AACR Project GENIE ETL

Project description

genie banner

AACR Project GENIE

PyPi Docker Automated GitHub CI

Introduction

This repository documents code used to gather, QC, standardize, and analyze data uploaded by institutes participating in AACR's Project GENIE (Genomics, Evidence, Neoplasia, Information, Exchange).

Dependencies

This package contains both R, Python and cli tools. These are tools or packages you will need, to be able to reproduce these results:

  • Python >3.7 or <3.10
    • pip install -r requirements.txt
  • bedtools
  • R 4.2.2
    • renv::install()
    • Follow instructions here to install synapser
  • Java > 8
    • For mac users, it seems to work better to run brew install java
  • wget
    • For mac users, have to run brew install wget

File Validator

One of the features of the aacrgenie package is that is provides a local validation tool that GENIE data contributors and install and use to validate their files locally prior to uploading to Synapse.

pip install aacrgenie
genie -v

This will install all the necessary components for you to run the validator locally on all of your files, including the Synapse client. Please view the help to see how to run to validator.

genie validate -h
genie validate data_clinical_supp_SAGE.txt SAGE

Contributing

Please view contributing guide to learn how to contribute to the GENIE package.

Sage Bionetworks Only

Developing locally

These are instructions on how you would develop and test the pipeline locally.

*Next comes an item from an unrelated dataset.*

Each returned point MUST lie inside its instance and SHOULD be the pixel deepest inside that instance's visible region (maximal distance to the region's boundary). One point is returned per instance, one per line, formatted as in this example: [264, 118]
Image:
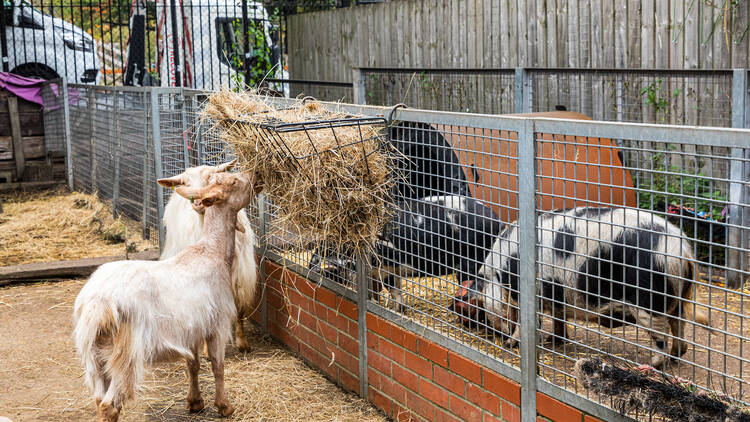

  1. Make sure you have read through the GENIE Onboarding Docs and have access to all of the required repositories, resources and synapse projects for Main GENIE.

  2. Be sure you are invited to the Synapse GENIE Admin team.

  3. Make sure you are a Synapse certified user: Certified User - Synapse User Account Types

  4. Clone this repo and install the package locally.

    pip install -e .
    pip install -r requirements.txt
    pip install -r requirements-dev.txt
    
  5. Run the different pipelines on the test project. The --project_id syn7208886 points to the test project.

    1. Validate all the files.

      python bin/input_to_database.py main --project_id syn7208886 --onlyValidate
      
    2. Process all the files aside from the mutation (maf, vcf) files. The mutation processing was split because it takes at least 2 days to process all the production mutation data. Ideally, there is a parameter to exclude or include file types to process/validate, but that is not implemented.

      python bin/input_to_database.py main --project_id syn7208886 --deleteOld
      
    3. Process the mutation data. Be sure to clone this repo: https://github.com/Sage-Bionetworks/annotation-tools. This repo houses the code that re-annotates the mutation data with genome nexus. The --createNewMafDatabase will create a new mutation tables in the test project. This flag is necessary for production data for two main reasons:

      • During processing of mutation data, the data is appended to the data, so without creating an empty table, there will be duplicated data uploaded.
      • By design, Synapse Tables were meant to be appended to. When a Synapse Tables is updated, it takes time to index the table and return results. This can cause problems for the pipeline when trying to query the mutation table. It is actually faster to create an entire new table than updating or deleting all rows and appending new rows when dealing with millions of rows.
      python bin/input_to_database.py mutation --project_id syn7208886 --deleteOld --genie_annotation_pkg ../annotation-tools --createNewMafDatabase
      
    4. Create a consortium release. Be sure to add the --test parameter. Be sure to clone the cbioportal repo: https://github.com/cBioPortal/cbioportal

      python bin/database_to_staging.py Jan-2017 ../cbioportal TEST --test
      
    5. Create a public release. Be sure to add the --test parameter. Be sure to clone the cbioportal repo: https://github.com/cBioPortal/cbioportal

      python bin/consortium_to_public.py Jan-2017 ../cbioportal TEST --test
      

Production

The production pipeline is run on Nextflow Tower and the Nextflow workflow is captured in nf-genie. It is wise to create an ec2 via the Sage Bionetworks service catalog to work with the production data, because there is limited PHI in GENIE.

Project details


Download files

Download the file for your platform. If you're not sure which to choose, learn more about installing packages.

Source Distribution

aacrgenie-15.3.0.tar.gz (155.0 kB view details)

Uploaded Source

Built Distribution

If you're not sure about the file name format, learn more about wheel file names.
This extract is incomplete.